In revenge, Haddo uses both his personality and his magic to seduce Margaret, despite her initial revulsion towards him. They get married and run away from Paris, leaving merely a note to inform Arthur, Susie and Porhoët. Arthur is distraught at the abandonment and promptly returns to England to immerse himself in his work. By this time Susie has fallen in love with Arthur, although she realises that this love will never be returned, and she goes away to Italy with a friend.

During her travels, Susie hears much about the new Mr. and Mrs. Haddo, including a rumour that their marriage has not been consummated. When she eventually returns to England, she reunites with Arthur and they go to a dinner party held by a mutual acquaintance. To their horror, the Haddos are at this dinner party, and Oliver takes great delight in gloating at Arthur's distress.

The next day, Arthur goes to the hotel at which Margaret is staying, and whisks her away to a house in the country. Although she files for divorce from Haddo, his influence on her proves too strong, and she ends up returning to him. Feeling that this influence must be supernatural, Susie returns to France to consult with Dr Porhoët on a possible solution.

Several weeks later, Arthur joins them in Paris and reveals that he visited Margaret at Haddo's home and that she suggested her life was threatened by her new husband. She implies that Haddo is only waiting for the right time to perform a magical ritual, which will involve the sacrifice of her life. Arthur travels to Paris to ask for Porhoët's advice. A week later, Arthur has an overwhelming feeling that Margaret's life is in danger, and all three rush back to England.
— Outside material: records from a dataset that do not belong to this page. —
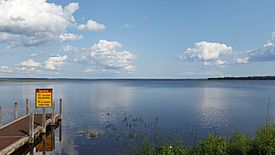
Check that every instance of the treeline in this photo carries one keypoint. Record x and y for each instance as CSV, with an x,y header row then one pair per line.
x,y
245,78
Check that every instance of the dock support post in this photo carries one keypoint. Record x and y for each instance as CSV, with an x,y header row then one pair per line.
x,y
0,116
44,120
15,112
60,107
53,114
31,128
27,106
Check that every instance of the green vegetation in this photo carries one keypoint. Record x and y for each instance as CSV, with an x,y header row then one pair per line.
x,y
139,137
238,144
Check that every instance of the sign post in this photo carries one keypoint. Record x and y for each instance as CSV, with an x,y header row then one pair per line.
x,y
43,99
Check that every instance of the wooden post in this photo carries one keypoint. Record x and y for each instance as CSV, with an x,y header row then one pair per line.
x,y
60,107
44,120
0,116
31,128
15,112
53,113
27,106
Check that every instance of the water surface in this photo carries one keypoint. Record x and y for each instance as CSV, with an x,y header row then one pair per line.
x,y
208,106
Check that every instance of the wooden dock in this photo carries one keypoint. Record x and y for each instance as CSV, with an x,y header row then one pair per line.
x,y
24,130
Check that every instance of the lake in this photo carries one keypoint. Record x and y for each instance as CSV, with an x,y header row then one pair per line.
x,y
171,107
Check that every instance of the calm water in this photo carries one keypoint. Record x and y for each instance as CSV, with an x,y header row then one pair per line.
x,y
175,106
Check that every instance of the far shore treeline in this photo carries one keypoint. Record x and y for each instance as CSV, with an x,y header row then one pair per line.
x,y
245,78
161,79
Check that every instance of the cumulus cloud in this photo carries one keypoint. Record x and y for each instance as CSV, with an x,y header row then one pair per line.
x,y
5,69
240,60
70,37
206,51
105,56
34,22
30,63
220,62
128,26
70,48
92,25
55,62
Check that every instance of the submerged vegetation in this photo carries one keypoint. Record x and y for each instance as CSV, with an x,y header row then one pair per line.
x,y
238,144
139,137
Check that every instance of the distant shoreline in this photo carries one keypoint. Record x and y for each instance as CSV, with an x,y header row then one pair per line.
x,y
145,79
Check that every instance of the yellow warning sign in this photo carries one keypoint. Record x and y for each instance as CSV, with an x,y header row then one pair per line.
x,y
43,98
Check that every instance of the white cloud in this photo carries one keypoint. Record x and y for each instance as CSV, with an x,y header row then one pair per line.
x,y
70,48
33,22
206,51
55,62
104,55
128,26
92,25
243,60
30,63
5,69
220,62
70,37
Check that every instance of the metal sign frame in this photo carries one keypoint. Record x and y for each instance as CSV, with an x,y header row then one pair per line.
x,y
43,95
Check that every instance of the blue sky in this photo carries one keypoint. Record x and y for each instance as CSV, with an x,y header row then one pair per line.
x,y
142,39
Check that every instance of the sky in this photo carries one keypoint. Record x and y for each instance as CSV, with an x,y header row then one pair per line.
x,y
136,39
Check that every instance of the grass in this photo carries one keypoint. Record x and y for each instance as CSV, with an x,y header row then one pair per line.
x,y
238,144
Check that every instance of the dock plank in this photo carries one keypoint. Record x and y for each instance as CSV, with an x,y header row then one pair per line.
x,y
19,129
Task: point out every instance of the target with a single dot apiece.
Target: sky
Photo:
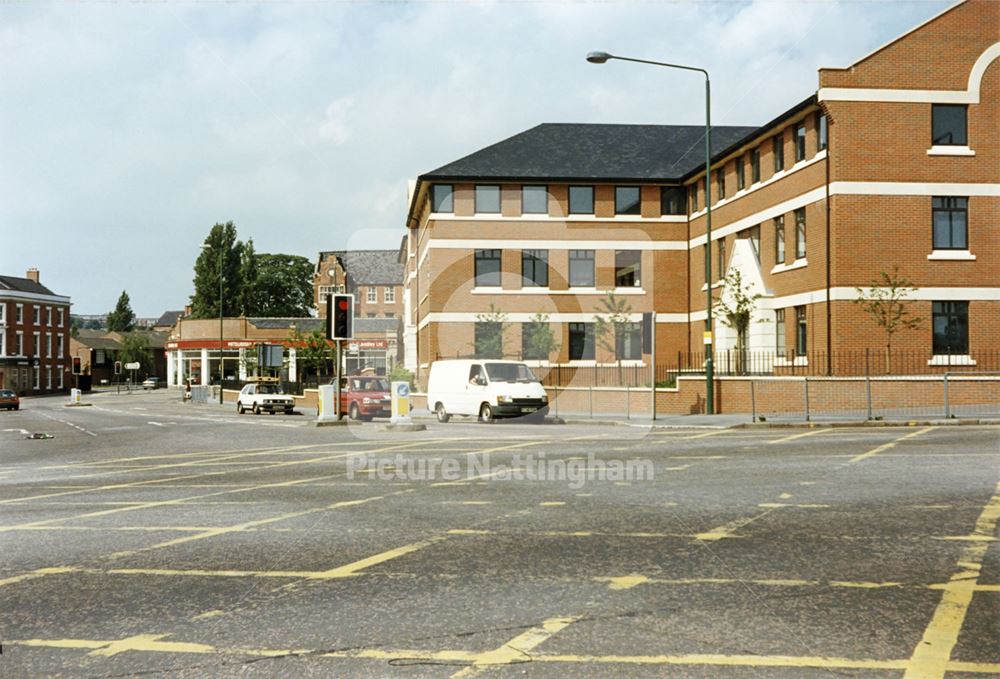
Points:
(127, 129)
When they arrive at Skene, Haddo's ancestral home in the village of Venning, they are told by the local innkeeper that Margaret has died of a heart attack. Believing that Haddo has murdered her, Arthur confronts first the local doctor and then Haddo himself with his suspicions. Searching for proof of foul play, Arthur persuades Porhoët to raise Margaret's ghost from the dead, which proves to them that she was murdered. Eventually, Haddo uses his magic to appear in their room at the local inn, where Arthur kills him. However, when the light is turned on Haddo's body has disappeared.

The trio visit Haddo's abandoned home to find that he has used his magic to create life – hideous creatures living in tubes – and that this is the purpose for which he sacrificed Margaret's life. After finding the magician's dead body in his attic, Arthur sets fire to the manor to destroy all evidence of Haddo's occult experiments.

==Maugham's comments==
In 1956, nearly fifty years after the publication of The Magician, Maugham commented on the book in “A Fragment of Autobiography”. He writes that by then he had almost completely forgotten the book, and, on rereading it, found the writing "lush and turgid", using more adverbs and adjectives than he would at that later date, and notes that he must have been trying to emulate the "écriture artiste" (artistic writing) of the French writers of the time. The plot bears some resemblance to George du Maurier's 1894 novel Trilby. Maugham also comments that he must have spent days and days reading in the library of the British Museum in order to come by all the material on the black arts.

==Crowley's allegations of plagiarism==
In the magazine Vanity Fair, Aleister Crowley wrote, under the pen name Oliver Haddo, "How to Write a Novel! (After W. S. Maugham)", a review of The Magician in which he accused Maugham of having plagiarised the following books in writing the novel:
- The Island of Dr Moreau by H. G. Wells
- Kabbalah Unveiled by Christian Knorr von Rosenroth, translated by Samuel Liddell MacGregor Mathers
- The Life of Paracelsus by Franz Hartmann.
- Dogme et Rituel de la Haute Magie by Eliphas Levi, translated by A. E. Waite
- The Blossom and the Fruit, by Mabel Collins

Most critics consider that the above works were merely sources for an original story, and that Crowley's accusation was motivated by malice. The large body of original work turned out by Maugham before and after 1908 tends to support this. In “A Fragment of Autobiography” Maugham writes he had not read Crowley's review, adding, "I daresay it was a pretty piece of vituperation, but probably, like his poems, intolerably verbose."